Marek Rogalski, główny analityk walutowy, DM BOŚ

Foto: materiały prasowe

To pozwala na rajd ulgi i przerzucenie tematów na inne zagadnienia - a są nimi spekulacje wokół działań banków centralnych. Ciekawa sytuacja ma miejsce wokół oczekiwań, co do marcowej podwyżki stóp przez FED - znów spekuluje się o ruchu o 50 p.b., ale czy słusznie? Niewykluczone, że na tej bazie zbudowany zostanie pretekst, ale do osłabienia dolara.

Wróćmy jednak do wątku rosyjsko-ukraińskiego. Podczas, kiedy cały świat obserwuje sytuację tak naprawdę w ogromnym strachu, prezydent Ukrainy pozwala sobie na "kiepski żart" na profilu społecznościowym.

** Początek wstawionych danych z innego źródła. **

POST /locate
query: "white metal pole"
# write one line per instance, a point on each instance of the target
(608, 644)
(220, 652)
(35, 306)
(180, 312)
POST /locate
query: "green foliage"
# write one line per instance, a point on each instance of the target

Może to sygnał, że Zachód nie rozumie specyficznej wschodniej mentalności? Niemniej wydaje się, że dostał też mocny sygnał, aby nadmiernie się tym tematem nie przejmować.

Sytuacja na rynkach 15 lutego

Czy ryzyko wojny na Ukrainie zostało zażegnane? Wczoraj przedstawiciel Kremla wypowiedział się w pojednawczym tonie (według CNN Rosjanie chcą rozmawiać z Zachodem), a dzisiaj rano pojawiły się doniesienia, że rosyjscy żołnierze dostali polecenie powrotu do baz po pomału kończących się wspólnych manewrach wojskowych z Białorusią - wojska są wycofywane sprzed ukraińskiej granicy. Czy Putin uznał, że przelicytował? A może coś "uzyskał", o czym nie wiemy? W każdym razie rynki finansowe reagują na te informacje dość pozytywnie. Mamy odwrót od dolara i bezpiecznych przystani. Najsilniej zyskuje rubel (blisko 2 proc.), co jest zrozumiałe. Drugi jest polski złoty, co można wiązać z piątkowym przereagowaniem na piątkowe doniesienia Białego Domu o możliwej wojnie na Ukrainie już w tym tygodniu - na korzyść złotego działają też czynniki, które miały znaczenie w poprzednim tygodniu (perspektywa dalszych podwyżek stóp, oraz potencjalna większa szansa na jakiś kompromis z KE ws. unijnych funduszy). Warto jednak zwrócić uwagę, że zaraz za złotym w peletonie są forint i korona czeska, co pokazuje, że region CEE3 dobrze przyjął sygnały o możliwej deeskalacji na Ukrainie. W przestrzeni G-10 zyskuje korona szwedzka (norweska już nie, bo tanieje ropa), oraz waluty Antypodów (chociaż zapiski z ostatniego posiedzenia RBA potwierdziły, że decydenci wolą nie spieszyć się z podwyższaniem stóp procentowych). Na wydarzenia na Ukrainie reaguje też euro. Wprawdzie EURUSD naruszył wczoraj barierę 1,13, ale nie doszło do przetestowania okolic 1,1260. Wypowiadająca się szefowa EBC (Lagarde) nieco kluczyła w temacie inflacji, oraz podwyżek stóp procentowych - niemniej im bliżej będzie marcowego posiedzenia EBC, tym rynek powróci do spekulacji wokół możliwego przyspieszenia procesu wygaszania QE, oraz podwyżki stóp procentowych na jesieni.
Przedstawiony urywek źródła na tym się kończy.